When he took over the collapsing bank back in 2015, Tidjane Thiam warned his unruly shareholders and unhappy employees that returning Credit Suisse to something resembling stability would be a long and winding road. And so it has been, what with all the layoffs and lack of bonuses and open enmity and comparisons to Deutsche Bank and layoffs and money laundering fines and layoffs and subprime mortgage fines and more layoffs and more money laundering fines and shit from proxy advisors and front-running fines and continued lack of bonuses and everything else that was coming down the pike.
“You have to put things in perspective. There was an enormous amount of cleaning up,” Mr. Thiam said at a press conference Tuesday, referring to legal settlements, tax-related charges and restructuring costs. “There’s never been a quiet quarter.”
Thiam said it would all take three years. And so it has.
Credit Suisse Group AG’s second-quarter profit more than doubled on the year, putting it on track for its first annual profit since 2014…. The bank reported Tuesday a net profit of 647 million Swiss francs($655 million) for the second quarter, compared with 303 million francs a year earlier…. Profit was 1.3 billion francs for the first six months of 2018.

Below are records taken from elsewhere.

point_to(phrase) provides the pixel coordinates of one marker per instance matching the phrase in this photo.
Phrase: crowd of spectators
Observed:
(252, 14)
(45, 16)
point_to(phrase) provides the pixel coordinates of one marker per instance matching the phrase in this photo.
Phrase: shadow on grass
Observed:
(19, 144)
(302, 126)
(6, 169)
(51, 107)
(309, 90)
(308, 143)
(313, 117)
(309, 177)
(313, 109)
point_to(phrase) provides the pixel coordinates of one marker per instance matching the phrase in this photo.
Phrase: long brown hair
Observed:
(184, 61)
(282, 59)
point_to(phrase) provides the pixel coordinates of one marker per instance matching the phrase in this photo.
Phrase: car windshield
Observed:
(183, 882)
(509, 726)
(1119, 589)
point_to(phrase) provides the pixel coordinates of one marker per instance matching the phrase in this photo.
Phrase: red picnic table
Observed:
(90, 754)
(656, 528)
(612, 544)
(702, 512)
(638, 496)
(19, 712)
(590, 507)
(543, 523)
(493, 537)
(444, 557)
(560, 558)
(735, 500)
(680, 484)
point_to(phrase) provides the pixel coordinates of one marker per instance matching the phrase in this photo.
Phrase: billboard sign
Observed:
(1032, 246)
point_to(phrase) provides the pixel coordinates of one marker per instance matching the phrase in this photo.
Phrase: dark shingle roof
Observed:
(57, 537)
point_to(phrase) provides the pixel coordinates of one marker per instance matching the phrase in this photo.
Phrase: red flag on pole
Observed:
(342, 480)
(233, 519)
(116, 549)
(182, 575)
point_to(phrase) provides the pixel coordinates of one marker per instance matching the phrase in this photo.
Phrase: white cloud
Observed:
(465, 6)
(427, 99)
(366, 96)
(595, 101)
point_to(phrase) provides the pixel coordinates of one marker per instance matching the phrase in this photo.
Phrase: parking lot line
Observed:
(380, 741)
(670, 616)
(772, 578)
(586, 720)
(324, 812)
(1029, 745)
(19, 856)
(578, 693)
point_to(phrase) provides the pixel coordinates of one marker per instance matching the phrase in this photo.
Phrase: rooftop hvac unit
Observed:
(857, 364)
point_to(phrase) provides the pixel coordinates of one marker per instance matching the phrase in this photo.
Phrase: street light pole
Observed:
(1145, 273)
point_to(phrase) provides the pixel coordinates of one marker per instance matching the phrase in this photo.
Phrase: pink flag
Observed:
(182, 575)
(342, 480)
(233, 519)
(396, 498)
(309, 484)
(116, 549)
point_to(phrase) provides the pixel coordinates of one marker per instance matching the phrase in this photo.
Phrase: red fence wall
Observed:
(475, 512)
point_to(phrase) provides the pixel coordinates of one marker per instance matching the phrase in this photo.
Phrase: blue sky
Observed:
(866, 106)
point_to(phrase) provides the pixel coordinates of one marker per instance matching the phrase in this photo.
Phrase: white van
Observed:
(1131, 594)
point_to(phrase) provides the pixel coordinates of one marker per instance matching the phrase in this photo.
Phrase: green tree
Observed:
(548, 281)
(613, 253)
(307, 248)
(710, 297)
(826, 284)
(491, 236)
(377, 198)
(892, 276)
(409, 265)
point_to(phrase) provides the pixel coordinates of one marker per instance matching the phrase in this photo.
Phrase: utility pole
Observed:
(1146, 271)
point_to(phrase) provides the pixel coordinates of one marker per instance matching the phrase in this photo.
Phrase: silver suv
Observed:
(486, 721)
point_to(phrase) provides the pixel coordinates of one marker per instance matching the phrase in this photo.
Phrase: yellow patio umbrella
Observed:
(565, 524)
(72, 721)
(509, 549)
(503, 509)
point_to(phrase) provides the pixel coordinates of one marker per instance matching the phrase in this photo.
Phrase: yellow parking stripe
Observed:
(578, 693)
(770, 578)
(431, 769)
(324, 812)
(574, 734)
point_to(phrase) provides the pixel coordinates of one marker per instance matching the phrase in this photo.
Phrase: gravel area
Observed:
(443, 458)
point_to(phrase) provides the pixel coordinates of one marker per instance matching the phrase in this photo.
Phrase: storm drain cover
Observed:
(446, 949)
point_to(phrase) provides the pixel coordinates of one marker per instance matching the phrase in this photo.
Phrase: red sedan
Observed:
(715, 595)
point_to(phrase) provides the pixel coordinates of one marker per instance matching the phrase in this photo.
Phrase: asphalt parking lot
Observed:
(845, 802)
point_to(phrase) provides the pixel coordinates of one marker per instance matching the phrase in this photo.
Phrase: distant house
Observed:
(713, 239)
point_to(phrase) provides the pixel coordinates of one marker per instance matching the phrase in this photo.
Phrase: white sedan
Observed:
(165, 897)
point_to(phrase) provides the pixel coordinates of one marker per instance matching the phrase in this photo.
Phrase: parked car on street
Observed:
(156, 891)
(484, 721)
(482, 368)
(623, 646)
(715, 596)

Of course, this is Credit Suisse, so don’t expect any quiet quarters in the near future, what with the geopolitical tensions and uncertainties. In fact, even its first good quarter in memory wasn’t quiet, what with that now-former M&A MD getting a little too handsy and tongue-y with the interns, ensuring that the summer of 2018 will not be remembered as Credit Suisse’s season of triumph but as the Summer of the Licking Banker.